The title would have been «Understanding the relation between separate ASM files and optimisations».
I'm asking this in the context of cross-compiling for the AVR platform but it's about a behaviour I noticed more generally.
In projects that combine C, C++ and assembly files (.S), I noticed no optimisation are applied to the latter. What I'm referring to is, for instance compared with inline assembly instructions with asm volatile, in which case GCC may happen to reorder instructions, change registers, inline functions or even eliminate useless instructions/code paths, that doesn't seem to happen with external assembly files. Assuming my observations are correct (and I am not so sure about that, hence I'm asking), is there a way to apply optimisations to external assembly source files?
As an illustration, here are my compilation flags, as to the relevant parts:
Code: Select all
CFLAGS = -Os -fshort-enums -Wno-error=narrowing -ffreestanding -mrelax -ffunction-sections -fdata-sections -flto -pipe
ASFLAGS = -x assembler-with-cpp $(CFLAGS) # <-- copy CPU, F_CPU and -g if present
Code: Select all
#include <avr/io.h>
#if defined(SPMCSR) && (defined(RSIG) || defined(SIGRD))
#if !defined(SIGRD)
#define SIGRD RSIG
#endif
#define __BOOT_SIGROW_READ (_BV(SPMEN) | _BV(SIGRD))
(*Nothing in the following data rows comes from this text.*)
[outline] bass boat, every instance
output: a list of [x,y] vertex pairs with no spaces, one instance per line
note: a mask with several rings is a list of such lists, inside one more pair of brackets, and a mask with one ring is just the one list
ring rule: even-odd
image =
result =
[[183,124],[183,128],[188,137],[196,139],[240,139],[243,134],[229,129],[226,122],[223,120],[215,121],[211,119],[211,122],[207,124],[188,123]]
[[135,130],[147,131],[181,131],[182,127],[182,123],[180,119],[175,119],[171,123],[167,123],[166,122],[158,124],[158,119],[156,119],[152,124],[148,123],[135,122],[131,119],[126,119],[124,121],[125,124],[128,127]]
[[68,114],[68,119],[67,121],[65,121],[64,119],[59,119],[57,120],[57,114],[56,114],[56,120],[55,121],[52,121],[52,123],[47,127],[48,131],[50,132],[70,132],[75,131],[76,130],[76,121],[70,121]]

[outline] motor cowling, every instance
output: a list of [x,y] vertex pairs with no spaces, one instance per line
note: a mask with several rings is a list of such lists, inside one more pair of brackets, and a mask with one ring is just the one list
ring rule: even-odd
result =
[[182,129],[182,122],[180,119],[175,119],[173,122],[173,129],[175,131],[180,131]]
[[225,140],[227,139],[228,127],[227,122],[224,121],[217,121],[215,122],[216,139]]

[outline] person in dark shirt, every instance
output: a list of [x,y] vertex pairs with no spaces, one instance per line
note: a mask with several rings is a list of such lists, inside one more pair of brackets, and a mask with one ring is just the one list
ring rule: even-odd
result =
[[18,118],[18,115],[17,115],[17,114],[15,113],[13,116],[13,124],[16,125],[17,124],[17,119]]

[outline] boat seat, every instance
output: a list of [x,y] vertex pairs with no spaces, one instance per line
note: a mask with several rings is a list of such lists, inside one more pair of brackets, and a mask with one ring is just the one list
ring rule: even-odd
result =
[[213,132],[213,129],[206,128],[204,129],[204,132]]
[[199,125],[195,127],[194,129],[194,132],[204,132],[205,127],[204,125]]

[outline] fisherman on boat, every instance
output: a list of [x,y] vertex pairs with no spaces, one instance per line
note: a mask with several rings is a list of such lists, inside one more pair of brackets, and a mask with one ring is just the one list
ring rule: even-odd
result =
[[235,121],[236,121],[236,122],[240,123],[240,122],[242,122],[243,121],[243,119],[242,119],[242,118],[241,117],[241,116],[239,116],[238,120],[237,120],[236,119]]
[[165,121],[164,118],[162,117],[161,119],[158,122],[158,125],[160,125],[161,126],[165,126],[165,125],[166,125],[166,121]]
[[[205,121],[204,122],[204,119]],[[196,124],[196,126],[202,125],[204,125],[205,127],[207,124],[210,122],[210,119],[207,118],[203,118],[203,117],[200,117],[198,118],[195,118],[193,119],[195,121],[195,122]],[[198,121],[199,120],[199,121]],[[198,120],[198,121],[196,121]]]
#define __SPMCSR _SFR_IO_ADDR(SPMCSR)
#define __SIGADDR 0
.section .text
;
; Arguments: r25:r24 = pointer to the data structure
; (See https://www.avrfreaks.net/forum/gcc-calling-conventions)
;
; Problems:
; 1) implies a `call`,
; 2) not inlined, ever,
; 3) not optimised in general!...
;
.global _read_signature
_read_signature:
movw r26, r24 ; Transfer the input pointer to the X register pair (destination)
ldi r30, lo8(__SIGADDR)
ldi r31, hi8(__SIGADDR)
ldi r24, __BOOT_SIGROW_READ
out __SPMCSR, r24 ; Prepare loading from program memory
lpm r0, Z+
st X+, r0
adiw r30, 0x1 ; Advance the source pointer one byte further as signature bytes
; are located at even adresses.
out __SPMCSR, r24 ; Let's repeat this two more times (3 bytes to read/store)
lpm r0, Z+
st X+, r0
adiw r30, 0x1
out __SPMCSR, r24
lpm r0, Z
st X, r0
ret
#endif
Thanks in advance anyway for your insight.